Friday, 19 December 2014: 5:15 PM
Robert Wicks, University of Maryland College Park, College Park, MD, United States, Miriam A Forman, Dept of Physics & Astronomy, Stony Brook, NY, United States, Errol J Summerlin, NASA Goddard SFC, Greenbelt, MD, United States, D Aaron Roberts, NASA Goddard Space Flight Center, Code 670, Greenbelt, MD, United States and Chadi S Salem, University of California Berkeley, Berkeley, CA, United States
Abstract:
Turbulence heats the solar wind as it expands away from the Sun, but where and how does heating of ions and electrons occur? In order to understand this we must first look at the fluctuations making up the cascade, the properties and anisotropies of which will determine whether ions or electrons are heated and whether field-parallel or -perpendicular heating will occur, all of which amounts to a lot of different anisotropies! With this in mind, we present a review of recent advances in the observation of plasma turbulence in the solar wind and comparison with simulations; which features of solar wind turbulence are well reproduced and which need to be captured better?

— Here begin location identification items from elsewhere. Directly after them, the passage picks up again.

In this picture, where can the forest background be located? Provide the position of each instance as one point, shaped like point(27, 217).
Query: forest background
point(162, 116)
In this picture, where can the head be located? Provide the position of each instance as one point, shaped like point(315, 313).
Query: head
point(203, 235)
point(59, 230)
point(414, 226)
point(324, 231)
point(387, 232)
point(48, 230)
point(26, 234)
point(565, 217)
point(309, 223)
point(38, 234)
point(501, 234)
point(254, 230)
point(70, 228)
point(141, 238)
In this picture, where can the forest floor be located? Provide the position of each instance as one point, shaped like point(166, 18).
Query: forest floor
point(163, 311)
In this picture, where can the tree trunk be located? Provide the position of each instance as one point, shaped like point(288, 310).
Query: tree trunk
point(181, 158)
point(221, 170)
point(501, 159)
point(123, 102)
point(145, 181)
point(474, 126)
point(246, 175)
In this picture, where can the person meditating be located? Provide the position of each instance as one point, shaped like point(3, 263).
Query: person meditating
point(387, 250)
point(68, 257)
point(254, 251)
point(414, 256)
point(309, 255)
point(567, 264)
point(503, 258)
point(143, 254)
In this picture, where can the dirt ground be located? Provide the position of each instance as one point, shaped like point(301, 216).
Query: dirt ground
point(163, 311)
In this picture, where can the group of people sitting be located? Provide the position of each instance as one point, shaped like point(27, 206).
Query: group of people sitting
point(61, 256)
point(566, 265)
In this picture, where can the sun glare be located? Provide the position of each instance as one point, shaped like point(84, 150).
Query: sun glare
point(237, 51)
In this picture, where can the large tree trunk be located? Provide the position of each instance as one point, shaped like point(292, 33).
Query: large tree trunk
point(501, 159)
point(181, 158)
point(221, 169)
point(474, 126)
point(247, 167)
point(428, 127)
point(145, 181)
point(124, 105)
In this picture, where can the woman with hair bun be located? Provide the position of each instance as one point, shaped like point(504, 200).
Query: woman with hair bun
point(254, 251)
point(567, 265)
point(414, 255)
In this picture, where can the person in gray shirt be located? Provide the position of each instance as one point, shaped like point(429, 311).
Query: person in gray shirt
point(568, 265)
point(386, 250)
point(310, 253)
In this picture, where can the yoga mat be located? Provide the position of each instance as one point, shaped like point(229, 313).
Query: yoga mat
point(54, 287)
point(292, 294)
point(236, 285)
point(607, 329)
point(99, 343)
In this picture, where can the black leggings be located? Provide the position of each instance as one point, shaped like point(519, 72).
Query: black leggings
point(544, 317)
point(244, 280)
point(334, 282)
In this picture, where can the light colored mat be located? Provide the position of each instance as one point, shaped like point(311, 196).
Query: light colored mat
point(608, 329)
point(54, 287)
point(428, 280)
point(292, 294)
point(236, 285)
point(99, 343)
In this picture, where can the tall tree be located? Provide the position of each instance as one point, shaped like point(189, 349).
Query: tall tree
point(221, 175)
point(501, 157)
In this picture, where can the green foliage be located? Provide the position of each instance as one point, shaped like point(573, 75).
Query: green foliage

The first anisotropy is that of the fluctuations making up the turbulent cascade itself, fluctuations are known to be highly transverse, meaning that the perpendicular magnetic field components are dominant over the field-parallel component. The second anisotropy is that of the scaling of amplitude towards smaller scales with steeper spectra parallel to the local magnetic field direction. Observations of the anisotropy of the full power spectral tensor will be discussed, in particular with reference to Alfvenic and pseudo-Alfvenic fluctuations (effectively two different polarizations of Alfven waves), the next step beyond the traditional "slab + 2D" approach to incompressible MHD turbulence. The third anisotropy is that of the ion and electron distributions. Both sets of charged particles frequently show non-Maxwellian distributions with higher temperatures found either perpendicular to or parallel to the magnetic field direction. Proton distributions often show beams and the heavier alpha particles are often hotter than the protons. Localized structures such as current sheets and magnetic discontinuities are shown to be sites of intense and anisotropic heating. Small scale fluctuations filling the space between such discontinuities may also dissipate energy into ions and electrons, either through electric fields intrinsic to the modes generated by the turbulence or through resonant or stochastic processes. Observations show that kinetic Alfven waves are the dominant mode.